Шапель, 16 января 1871 г.
Манц».Понедельник, 23-го января. Теплая, пасмурная погода. Я тоже телеграфировал, что бомбардирование с наших северных батарей идет успешно, что орудия форта Сен-Дени замолчали и что замечены пожары как в городе Сен-Дени, так и в Париже. Затем написал статью об отравлении 4 пруссаков в Руане с соответствующею моралью и дополнил собранием французских жестокостей и нарушений права по донесению доктора Розенталя об его плене у красноштанников… Почта сегодня опять не пришла, потому что вольные стрелки взорвали мост на Мозеле, между Нанси и Тулем. Все наши батареи действуют непрерывно, хотя выстрелов не слышно. Это донес гусарский лейтенант фон Услар, приехавший с форпостов для передачи шефу письма от Фавра. Чего он хочет?

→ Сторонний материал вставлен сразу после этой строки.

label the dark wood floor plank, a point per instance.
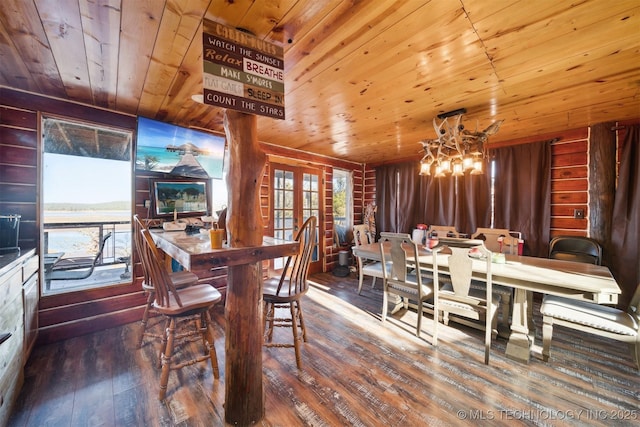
(356, 371)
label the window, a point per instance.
(342, 205)
(86, 194)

За столом обедали генерал Камеке, старший командир инженерных войск осадной армии, и голубой гусар и иоаннит фон Франкенберг. Из застольной беседы нечего вносить в дневник. Вечером, после 7 часов, сам Фавр явился к нам, и канцлер совещался с ним наверху в маленькой комнате, подле своей, занимавшейся прежде старшим сыном вдовы Жессе. Совещание продолжалось около трех четвертей часа. Между тем внизу, в зале, Гацфельд, Бисмарк и Болен занимали разговором спутника Фавра, кажется, зятя его, по фамилии дель Pio. Говорят, он был, собственно, портретный живописец, но теперь выехал из Парижа вместе со своим тестем, comme secrétaire. Обоим дали поесть, что можно было достать в поспешности: котлеты, ветчину, яичницу и пр., чем, конечно, остались очень довольны бедные мученики упорства. Около четверти 11 часа оба отправились в коляске в свое здешнее жилище, находящееся на бульваре de Roi, в доме, где случайно помещаются и Штибер, и полевая полиция. Гацфельд проводил этих господ туда. Фавр имеет унылый вид и в своей одежде несколько расстроенный. Его зять, небольшой мужчина южного типа, имеет такой же вид. Услар сопровождал их сюда от самых форпостов.
Шеф в половине одиннадцатого поехал к королю и возвратился спустя три четверти часа. При входе в нашу комнату, где мы пили чай, он казался чрезвычайно довольным; затем он сел, велел мне налить себе чаю и съел кусочек сухого хлеба. Спустя некоторое время он обратился к своему двоюродному брату с вопросом:
«Знаешь это?» – насвистывая коротенькую мелодию, сигнал охотников, обозначающий, что олень убит.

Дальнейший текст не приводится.